Ela ofegou quando o globo ocular pareceu borbulhar na superfície, um oval gelatinoso e leitoso com uma pupila negra no meio. Ele olhou para ela. Muriel retirou a mão e um tentáculo fino se formou a partir do corpo da criatura, que parecia uma bolha. Ele avançou e se enrolou em seu dedo. Muriel olhou para a gosma viscosa grudada em seu dedo, depois para o olho arregalado da criatura. O olho afundou de volta na carne gelatinosa até restar apenas uma lasca branca, contudo não se soltou.
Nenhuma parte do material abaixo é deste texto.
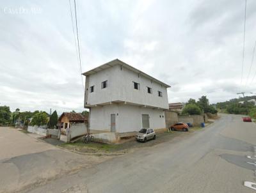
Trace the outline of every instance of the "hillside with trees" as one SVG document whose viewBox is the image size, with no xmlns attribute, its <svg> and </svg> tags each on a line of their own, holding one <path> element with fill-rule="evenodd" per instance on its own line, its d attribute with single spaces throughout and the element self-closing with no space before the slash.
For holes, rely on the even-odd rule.
<svg viewBox="0 0 256 193">
<path fill-rule="evenodd" d="M 256 100 L 256 96 L 233 98 L 230 100 L 216 104 L 216 108 L 223 112 L 236 114 L 246 114 L 256 119 L 256 105 L 252 99 Z"/>
<path fill-rule="evenodd" d="M 182 114 L 202 114 L 202 113 L 210 112 L 216 114 L 218 111 L 214 106 L 210 105 L 209 99 L 206 96 L 202 96 L 198 101 L 190 98 L 183 108 Z"/>
</svg>

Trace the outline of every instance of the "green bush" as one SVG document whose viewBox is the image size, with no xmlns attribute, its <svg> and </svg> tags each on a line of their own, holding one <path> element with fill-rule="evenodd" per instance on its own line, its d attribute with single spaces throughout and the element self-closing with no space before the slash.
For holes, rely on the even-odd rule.
<svg viewBox="0 0 256 193">
<path fill-rule="evenodd" d="M 188 104 L 183 108 L 183 114 L 201 114 L 202 111 L 200 108 L 196 104 Z"/>
<path fill-rule="evenodd" d="M 47 124 L 48 115 L 45 112 L 39 112 L 32 117 L 31 125 L 42 126 Z"/>
<path fill-rule="evenodd" d="M 57 126 L 58 123 L 58 114 L 57 112 L 54 111 L 52 114 L 51 115 L 50 117 L 50 128 L 54 128 L 54 126 Z"/>
<path fill-rule="evenodd" d="M 253 119 L 256 119 L 256 107 L 250 110 L 249 116 Z"/>
</svg>

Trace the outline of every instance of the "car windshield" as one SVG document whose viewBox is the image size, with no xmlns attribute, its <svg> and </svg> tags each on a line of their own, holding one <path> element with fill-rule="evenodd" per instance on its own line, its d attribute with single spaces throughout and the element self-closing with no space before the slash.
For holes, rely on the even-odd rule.
<svg viewBox="0 0 256 193">
<path fill-rule="evenodd" d="M 140 133 L 141 133 L 141 134 L 145 134 L 145 133 L 147 133 L 147 129 L 145 129 L 145 128 L 141 128 L 141 129 L 140 130 L 140 131 L 139 131 L 139 132 L 140 132 Z"/>
</svg>

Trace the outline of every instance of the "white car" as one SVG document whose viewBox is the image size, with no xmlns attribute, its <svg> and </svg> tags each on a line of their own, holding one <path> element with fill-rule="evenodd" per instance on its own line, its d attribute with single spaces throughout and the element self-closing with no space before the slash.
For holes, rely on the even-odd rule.
<svg viewBox="0 0 256 193">
<path fill-rule="evenodd" d="M 141 128 L 136 134 L 136 139 L 146 142 L 148 139 L 156 139 L 156 133 L 152 128 Z"/>
</svg>

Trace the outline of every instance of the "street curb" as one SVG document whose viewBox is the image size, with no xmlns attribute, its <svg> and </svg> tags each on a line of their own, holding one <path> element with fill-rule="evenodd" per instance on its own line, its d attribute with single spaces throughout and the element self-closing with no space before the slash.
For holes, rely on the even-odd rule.
<svg viewBox="0 0 256 193">
<path fill-rule="evenodd" d="M 72 151 L 74 153 L 76 153 L 78 154 L 81 154 L 81 155 L 95 155 L 95 156 L 119 156 L 119 155 L 126 155 L 127 153 L 82 153 L 82 152 L 79 152 L 78 151 L 76 150 L 68 150 L 68 149 L 66 149 L 62 147 L 60 147 L 59 145 L 56 145 L 56 147 L 61 148 L 62 150 L 68 150 L 70 151 Z"/>
</svg>

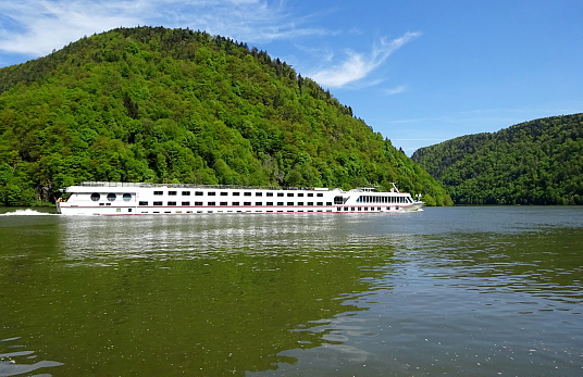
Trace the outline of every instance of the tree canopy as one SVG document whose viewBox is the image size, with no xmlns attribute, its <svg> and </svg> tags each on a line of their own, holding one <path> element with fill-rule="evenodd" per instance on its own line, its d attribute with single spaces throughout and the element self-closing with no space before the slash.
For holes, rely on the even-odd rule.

O braço inteiro de Muriel ficou dormente. Não, dormente não era a palavra certa. Sentiu algo, embora não tivesse certeza do quê. Fechou os olhos enquanto ondas de prazer calmantes pulsavam de seu dedo. Seu coração desacelerou, as batidas rítmicas diminuindo pouco a pouco. Um gemido suave escapou de seus lábios enquanto a dor em suas costelas desaparecia. Num momento estava lá, no outro não, como acordar de um sonho. A sensação de calor percorreu seu corpo, a dor incômoda na perna foi dissipada pelas pulsações curiosas.
De repente, a sensação cessou. Seus olhos se abriram. A criatura a havia soltado, o tentáculo recuando para o lodo. Permaneceu imóvel, as cores maravilhosas desapareceram, as rochas visíveis sob o corpo semitransparente.
Muriel acariciou delicadamente a pele lisa e fria da criatura. Uma pedra particularmente afiada a havia atravessado.
Me ajude...
Ela balançou a cabeça. Estava ouvindo coisas de novo. A criatura a encarou com os olhos semicerrados. Parecia estar morrendo.
— Espere aí! — disse, e se levantou. Não sentiu dor quando o fez, nem dificuldade. Apenas se levantou ereta como se tivesse vinte anos outra vez. Acariciou as costelas e não sentiu nada. Esfregou a perna, e ainda nada. A dor havia desaparecido. Olhou para a criatura patética. Estava tentando se comunicar, tinha certeza disso. Mais cor emanou de sua forma, deixando-a com a aparência de uma bola de praia murcha, tombada sobre as pedras.
— Já volto! — disse Muriel, e se dirigiu para sua casa, no entanto se lembrou então de que havia deixado sua bengala perto da criatura.
Levou um instante para perceber que não precisava mais dela.